Dividend Income Update January 2018

The first dividend income update for 2018 is finally here, and I’m highly satisfied about the development of my “dividend income project”. Let’s summarize the results:

  • Total Dividend Income for January landed on $57.90 or 445.95 NOK
  • Last years dividend income for January was $12.86 or 99.04 NOK
  • Quadrupled the dividend income
  • 7 companies sent me a check

The following companies paid me in January

  • CSCO, $6.12
  • KMB, $11.17
  • PEP, $0.85
  • OMC, $11.29
  • O, $9,39
  • VER, $12.64
  • CAH – SOLD

The result is that I got $57.90, which is four times larger than the amount in 2017. Being able to quadruple your income isn’t something normal, and main reason is that I previously owned few companies that paid their dividend in January. Also, The Monthly Company or Realty Income Group helps a lot.

 

Pure dividend growth

The following diagram illustrates pure dividend growth, meaning the growth I get because management increased their dividend payout.

2017 vs 2018

Accumulated Dividend Income

Recent purchase/sell

  • Bought 50 shares of Realty Income Group (O)
  • Bought 200 shares of Veidekke (VEI)
  • Closed my position in Cardinal Health (CAH) after thinking and talking with friends about it since october.

Projected Dividend Income

The projected dividend income is now around $2400, and with 6% CAGR for the portfolio, I’m going to break $2500 this year. I might have to increase my goal to $3000 already. Damn. What happened to the days when I was struggling hitting $1000…Good times.

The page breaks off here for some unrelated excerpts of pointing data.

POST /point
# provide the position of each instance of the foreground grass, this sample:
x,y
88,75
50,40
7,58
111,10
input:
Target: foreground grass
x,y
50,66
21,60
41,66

Nordic dividend vs US dividend

I don’t track the dividend growth of my nordic stocks, because they aren’t as strict when it comes to cutting the dividend. Is it bad? Good? Well, it’s two-sided: You want your dividend income no matter what, right? Maybe especially when the market crashes. Your favourite stocks will become much cheaper, and getting a stream of cash each month will help you on your quest to achieve more shares.

However, a company’s balance becomes weaker when they pay their dividend. When the payout ratio is about 40% and the company has a credit rating of BBB+, one shouldn’t worry. But nordic stocks can often have payout ratios around 80-100%. Forcing them to pay dividend while having negative EPS growth means that they might have to increase their debt in order to pay you (Statoil did this in 2016 when the oil price crashed). That’s not good either, right?

I think about it like this: I’m happy with the high dividend that I get now (5-7%) from many of my nordic stocks, but I’m fully aware that they might cut the dividend in bad times. Therefore I’ve created my portfolio so that solid US-based companies are the core of the portfolio, and nordic stocks are more like jokers. Some will cut their dividend, but I’m sure that they will return with strong force.

Thanks for reading,

Stockles

24 comments

    1. Hi Team CF,

      Thank you! Adding a lot of capital when markets are ATH should feel scary, but I try to think of the long term plan. Then todays contribution is small anyways, so might just add now when I have the capital. Can’t afford to wait until the market chrases. I also want to be invested when the market chrases, because that’s the only way I can test myself and grow as a person and investor. Thanks for commenting!

  1. Stockles, I appreciate your thoughts on the pros and cons of consistent dividend payers vs the less consistent sort that pay out based on fluctuating earnings and financial performance. I have to admit, I am a sucker for the consistent payers. I crave predictability in my life. Not just with dividends, but with most everything. Some people would call me boring, but I’m okay with that. Tom
    Tom @ Dividends Diversify recently posted…As The Dividends Deluxe TurnsMy Profile

    1. Hi Tom,

      I can definitely understand that. Having consistent payers in your portfolio is a time-testet way of achieveing great results. However, while you’re not among them, many “investors” buy a stock and don’t care about what the dividend does to the company. In the states, the dividend is the last thing that get’s cut, but here in europe, it’s the first thing. And each case will be different. For long term holders, we also want the fundamental return to be solid, which means that the company must be able to grow over time. Cutting the dividend might turn out to be a smart move (for some companies), and the total return will be very satisfying.

      However, I also like the predictability and will continue to look and add to companies were the dividend in safe.

      Thanks for commeting!

  2. Congrats on quadrupling your dividend income from last year! Your forward dividends are great. I am still at the “struggling to get to $1000” mark, but should hit it this year. That is an awesome way to kick off the year! Keep that growth going!

    1. Hi Beta Post 🙂

      You are right! It seems like Statoil is a buy now. Amazing cash flow and dividend. Pareto has a target price of 220, meaning we still got 40 NOK left. Are you buying?

  3. Congrats on a great month Stockles! We only share O, but I sure hope to get my hands on PEP, KMB, and CSCO one day. Hang on tight this February looks like it will be one hell of a ride!